Picking up Nickels

Monday, September 13, 2010

September 2010 Financial Asset Roundup

Here are my current financial assets as of the market close on September 10th, 2010:

Asset Aug 2010 Sep 2010 Change
Checking 609 175 -434
Money Market 33,099 32,346 -753
Savings Bonds 36,186 36,283 97
Treasury Bills 0 0 0
CDs 116,418 116,852 434
Brokerage 84,348 84,767 419
401k 86,935 86,831 -104
Roth IRA 40,324 40,220 -104
SEP IRA 215,900 218,768 2,868
529 Savings 45,839 45,966 127
Total Assets $659,658 $662,208 $2,550
      (0.39%)



The S&P 500 has ended faily flat over the past month with the index falling 1.03% since the last update:

(chart courtesy of msn.com)

The unemployment rate for August rose to 9.6% as business hiring picked up, while oil prices have fallen slightly to around $77 per barrel.

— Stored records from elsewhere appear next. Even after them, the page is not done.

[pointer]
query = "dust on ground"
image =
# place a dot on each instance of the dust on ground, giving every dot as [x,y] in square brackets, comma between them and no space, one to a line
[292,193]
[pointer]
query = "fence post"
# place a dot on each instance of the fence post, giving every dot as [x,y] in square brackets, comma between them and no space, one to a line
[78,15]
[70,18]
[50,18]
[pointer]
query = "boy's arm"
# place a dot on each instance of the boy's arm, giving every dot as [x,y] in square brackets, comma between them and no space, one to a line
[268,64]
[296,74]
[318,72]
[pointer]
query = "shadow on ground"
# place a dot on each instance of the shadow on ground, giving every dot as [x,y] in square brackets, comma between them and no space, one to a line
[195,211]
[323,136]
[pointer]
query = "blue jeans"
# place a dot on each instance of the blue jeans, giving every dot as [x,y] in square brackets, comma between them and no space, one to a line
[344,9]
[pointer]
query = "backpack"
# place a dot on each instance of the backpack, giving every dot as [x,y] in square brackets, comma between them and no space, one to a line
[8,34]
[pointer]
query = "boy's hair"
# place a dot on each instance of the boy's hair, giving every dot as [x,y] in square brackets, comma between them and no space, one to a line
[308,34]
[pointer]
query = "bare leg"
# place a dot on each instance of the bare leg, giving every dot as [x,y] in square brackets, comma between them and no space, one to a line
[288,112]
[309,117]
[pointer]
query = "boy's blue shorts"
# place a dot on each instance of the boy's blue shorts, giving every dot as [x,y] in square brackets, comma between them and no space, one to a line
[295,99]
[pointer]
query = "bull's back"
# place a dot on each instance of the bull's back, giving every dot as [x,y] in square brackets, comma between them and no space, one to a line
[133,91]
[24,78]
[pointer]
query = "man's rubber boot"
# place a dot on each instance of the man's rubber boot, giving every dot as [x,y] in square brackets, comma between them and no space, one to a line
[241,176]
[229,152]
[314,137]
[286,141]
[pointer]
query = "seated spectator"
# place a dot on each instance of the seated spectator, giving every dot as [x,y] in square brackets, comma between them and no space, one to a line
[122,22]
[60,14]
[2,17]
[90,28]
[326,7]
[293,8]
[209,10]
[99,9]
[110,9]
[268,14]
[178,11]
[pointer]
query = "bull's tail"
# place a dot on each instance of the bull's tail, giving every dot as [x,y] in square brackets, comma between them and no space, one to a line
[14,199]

On the financial front, I am pleased to see my asset levels have surpassed my all time high from April 2010 despite the ups and downs of the stock market of late. I'm also a couple of weeks away from more above marked yield CD dominoes falling, with a Penfed 6% APY 4 year CD and a HSBC 2.00% APY 12 month CD maturing this month with a ING Direct 2.10% APY 12 month CD to follow in October. There are not many decent places to put that money now, but I did make a 5% APY CD reservation at Penfed for January 2011, which is an outstanding deal in the current economic climate. Unfortunately, I have the major expense of getting my lawn repaired looming to the tune of about $4000, but I'll cross that bridge when I get to it. I also intend to post my most recent punch in the gut due to my health insurance renewal information, which is horrible as usual.

On a personal note, I'm glad we were lucky enough to avoid a direct hit from Hurricane Earl and hope that the rest of the hurricane season will be quiet as I enjoy the passing of the sweltering summer heat. Bring on the Fall!